Конечно, Виндельбанд сказал несколько полагающихся соболезнующих слов и крепче обыкновенного пожал мне руку, но все это не выходило из рамок привычных, почти светских навыков жизни. Ни одного более или менее интимного вопроса о том, как все случилось, Виндельбанд себе не позволил, словно не считая себя вправе прикоснуться к чужому горю.

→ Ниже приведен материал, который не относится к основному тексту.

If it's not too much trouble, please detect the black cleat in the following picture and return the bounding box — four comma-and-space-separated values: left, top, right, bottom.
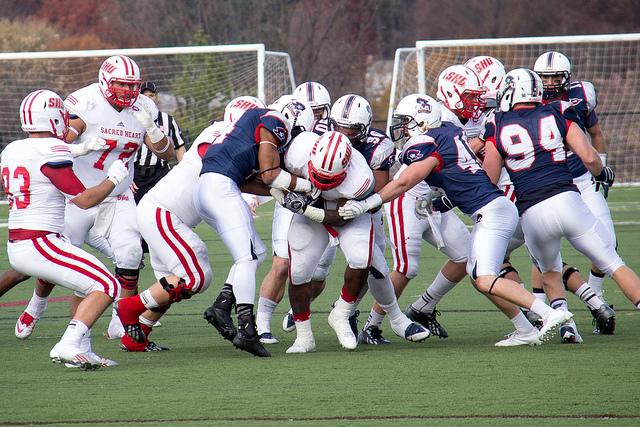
357, 325, 391, 345
348, 310, 360, 337
120, 340, 171, 352
404, 306, 448, 338
232, 313, 271, 357
591, 303, 616, 335
204, 288, 237, 341
524, 310, 544, 330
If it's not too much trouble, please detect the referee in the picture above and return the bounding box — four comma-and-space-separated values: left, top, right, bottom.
132, 81, 187, 205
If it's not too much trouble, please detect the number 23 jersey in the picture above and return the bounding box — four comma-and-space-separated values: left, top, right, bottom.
65, 83, 147, 196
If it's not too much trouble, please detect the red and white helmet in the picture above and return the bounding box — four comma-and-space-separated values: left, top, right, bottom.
329, 94, 372, 146
437, 65, 486, 120
307, 130, 352, 191
224, 95, 266, 123
465, 55, 505, 99
293, 82, 331, 119
98, 55, 142, 108
19, 89, 69, 139
533, 51, 572, 100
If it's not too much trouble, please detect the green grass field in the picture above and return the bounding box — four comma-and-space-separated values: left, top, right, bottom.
1, 188, 639, 426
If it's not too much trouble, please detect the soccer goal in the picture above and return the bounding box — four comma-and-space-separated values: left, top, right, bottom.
388, 34, 640, 184
0, 44, 296, 151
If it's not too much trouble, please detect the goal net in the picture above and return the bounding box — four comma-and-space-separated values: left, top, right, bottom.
0, 44, 296, 152
389, 34, 640, 184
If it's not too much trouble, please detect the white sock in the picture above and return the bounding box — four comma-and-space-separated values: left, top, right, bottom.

То, что тридцать лет тому назад ранило меня в поведении Виндельбанда, впоследствии перестало меня удивлять. Шаблонные русские рассуждения о том, что все мы гораздо искреннее, душевнее и глубже европейцев, и в частности немцев, естественны и понятны у эмигрантов, но явно не верны. Верно лишь то, что русская интеллигентская культура сознательно строилась на принципе внесения идеи и души во все сферы общественной и профессиональной жизни, в то время как более старая и опытная европейская цивилизация давно уже привыкла довольствоваться в своем житейском обиходе простою деловитостью. Остроумнейшая социология Зиммеля представляет собою интересное оправдание этой европейской практики. По мнению Зиммеля, вся уравновешенность и уверенность человеческого общежития покоится на том, что мы не слишком заглядываем друг другу в душу. Знай мы всегда точно, что происходит в душе нашего шофера, пользующего нас доктора и проповедующего священнослужителя, мы иной раз, быть может, и не решились бы сесть в автомобиль, пригласить доктора или пойти в церковь. Не ясно ли, что в этом нежелании знать душу обслуживающих нас профессионалов уже таится требование, чтобы она не слишком вмешивалась в общественно–государственную жизнь.